Before i draw i wrote this code:

if (_Mask)
{
    if (Stage.StencilMaskDepth++ == 0)
        GL.Enable(EnableFlags.STENCIL_TEST);

    GL.ColorMask(false, false, false, false);
    GL.DepthMask(false);
    GL.StencilFunc(StencilFunction.ALWAYS, Stage.StencilMaskDepth, Stage.StencilMaskDepth);
    GL.StencilOp(StencilOp.INCR, StencilOp.INCR, StencilOp.INCR);

    // Draw rectangle
    DrawColor(Colors.Black);

    GL.ColorMask(true, true, true, true);
    GL.DepthMask(true);
    GL.StencilFunc(StencilFunction.EQUAL, Stage.StencilMaskDepth, Stage.StencilMaskDepth);
    GL.StencilOp(StencilOp.KEEP, StencilOp.KEEP, StencilOp.KEEP);
}

After all childs have been drawn this code is called:

if (_Mask)
{
    GL.ColorMask(false, false, false, false);
    GL.DepthMask(false);
    GL.StencilFunc(StencilFunction.ALWAYS, Stage.StencilMaskDepth, Stage.StencilMaskDepth);
    GL.StencilOp(StencilOp.DECR, StencilOp.DECR, StencilOp.DECR);
    // Draw rectangle
    DrawColor(Colors.Black);

    GL.ColorMask(true, true, true, true);
    GL.DepthMask(true);

    if (--Stage.StencilMaskDepth == 0)
        GL.Disable(EnableFlags.STENCIL_TEST);
}

Maybe i going to test some other approaches in a few month but currently this is the easiest to implement.

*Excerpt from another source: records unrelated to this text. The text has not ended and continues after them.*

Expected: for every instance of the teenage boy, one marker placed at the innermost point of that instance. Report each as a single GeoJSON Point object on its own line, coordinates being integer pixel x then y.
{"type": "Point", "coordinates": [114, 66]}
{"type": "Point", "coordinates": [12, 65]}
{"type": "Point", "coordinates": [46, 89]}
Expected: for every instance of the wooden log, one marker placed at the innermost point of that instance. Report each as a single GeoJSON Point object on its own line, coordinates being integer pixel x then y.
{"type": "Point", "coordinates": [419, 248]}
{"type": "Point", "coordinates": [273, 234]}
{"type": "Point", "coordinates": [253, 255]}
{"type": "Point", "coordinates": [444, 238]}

于 2013-03-05T00:11:42.947 回答
3

This is just an idea, but what about using depth buffer to do the masking?

  1. Enable depth buffer and set glDepthFunc(GL_LEQUAL);
  2. Render Container A and its frame at Z = 0
  3. Render Container A internal area / background (where other nested containers will be) at Z = 1
  4. Now you have a "depth stencil" with container frame at depth 0 and container internals at depth 1. That means that anything you render inbetween will be above internals, but below frame (and clipped by it)
  5. Now with next Container B, render its frame to Z = 0.5 (it will get clipped by parent container A on GPU)
  6. Render container B internal area at Z = 0.75
  7. Now anything you want to render within container B will have to go at Z = 0.75. It will overlay containers internal area, but will be clipped by both container A and B frames.
于 2012-12-06T11:46:47.130 回答
1

Maybe you could try rendering to texture. Create a parent texture. Then render all children to that texture. Then render the parent texture to the screen deforming and displacing it as desired. This solution may or may not have issues, depending on what do you want to achieve. Especially if you animate the containers scale or have a very complex tree of many nested containers you might have performance issues.